Re: [PATCH, RFC 45/62] mm: Add the encrypt_mprotect() system call for MKTME

From: Kai Huang
Date: Mon Jun 17 2019 - 22:16:46 EST

On Mon, 2019-06-17 at 18:50 -0700, Andy Lutomirski wrote:
> On Mon, Jun 17, 2019 at 5:48 PM Kai Huang <kai.huang@xxxxxxxxxxxxxxx> wrote:
> >
> >
> > >
> > > > And another silly argument: if we had /dev/mktme, then we could
> > > > possibly get away with avoiding all the keyring stuff entirely.
> > > > Instead, you open /dev/mktme and you get your own key under the hook.
> > > > If you want two keys, you open /dev/mktme twice. If you want some
> > > > other program to be able to see your memory, you pass it the fd.
> > >
> > > We still like the keyring because it's one-stop-shopping as the place
> > > that *owns* the hardware KeyID slots. Those are global resources and
> > > scream for a single global place to allocate and manage them. The
> > > hardware slots also need to be shared between any anonymous and
> > > file-based users, no matter what the APIs for the anonymous side.
> >
> > MKTME driver (who creates /dev/mktme) can also be the one-stop-shopping. I think whether to
> > choose
> > keyring to manage MKTME key should be based on whether we need/should take advantage of existing
> > key
> > retention service functionalities. For example, with key retention service we can
> > revoke/invalidate/set expiry for a key (not sure whether MKTME needs those although), and we
> > have
> > several keyrings -- thread specific keyring, process specific keyring, user specific keyring,
> > etc,
> > thus we can control who can/cannot find the key, etc. I think managing MKTME key in MKTME driver
> > doesn't have those advantages.
> >
> Trying to evaluate this with the current proposed code is a bit odd, I
> think. Suppose you create a thread-specific key and then fork(). The
> child can presumably still use the key regardless of whether the child
> can nominally access the key in the keyring because the PTEs are still
> there.

Right.
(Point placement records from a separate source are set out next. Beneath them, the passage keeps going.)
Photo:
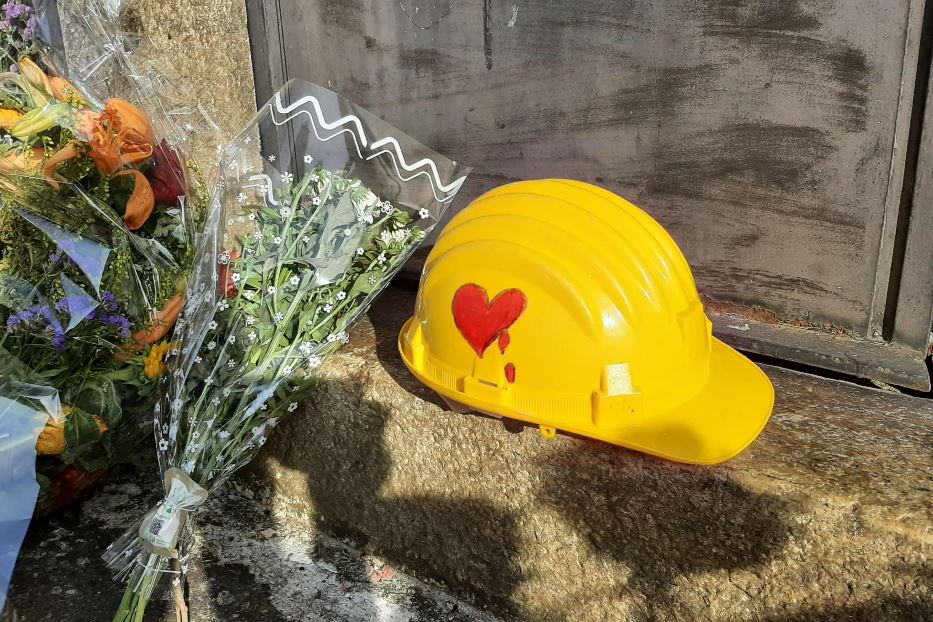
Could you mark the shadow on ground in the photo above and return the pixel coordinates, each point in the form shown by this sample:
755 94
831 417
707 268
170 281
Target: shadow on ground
468 545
This is a little bit odd, although virtualization (Qemu, which is the main use case of MKTME
at least so far) doesn't use fork().

> More fundamentally, in some sense, the current code has no semantics.
> Associating a key with memory and "encrypting" it doesn't actually do
> anything unless you are attacking the memory bus but you haven't
> compromised the kernel. There's no protection against a guest that
> can corrupt its EPT tables, there's no protection against kernel bugs
> (*especially* if the duplicate direct map design stays), and there
> isn't even any fd or other object around by which you can only access
> the data if you can see the key.

I am not saying managing MKTME key/keyID in key retention service is definitely better, but it seems
all those you mentioned are not related to whether to choose key retention service to manage MKTME
key/keyID? Or you are saying it doesn't matter we manage key/keyID in key retention service or in
MKTME driver, since MKTME barely have any security benefits (besides physical attack)?

> I'm also wondering whether the kernel will always be able to be a
> one-stop shop for key allocation -- if the MKTME hardware gains
> interesting new uses down the road, who knows how key allocation will
> work?

I by now don't have any use case which requires to manage key/keyID specifically for its own use,
rather than letting kernel to manage keyID allocation. Please inspire us if you have any potential.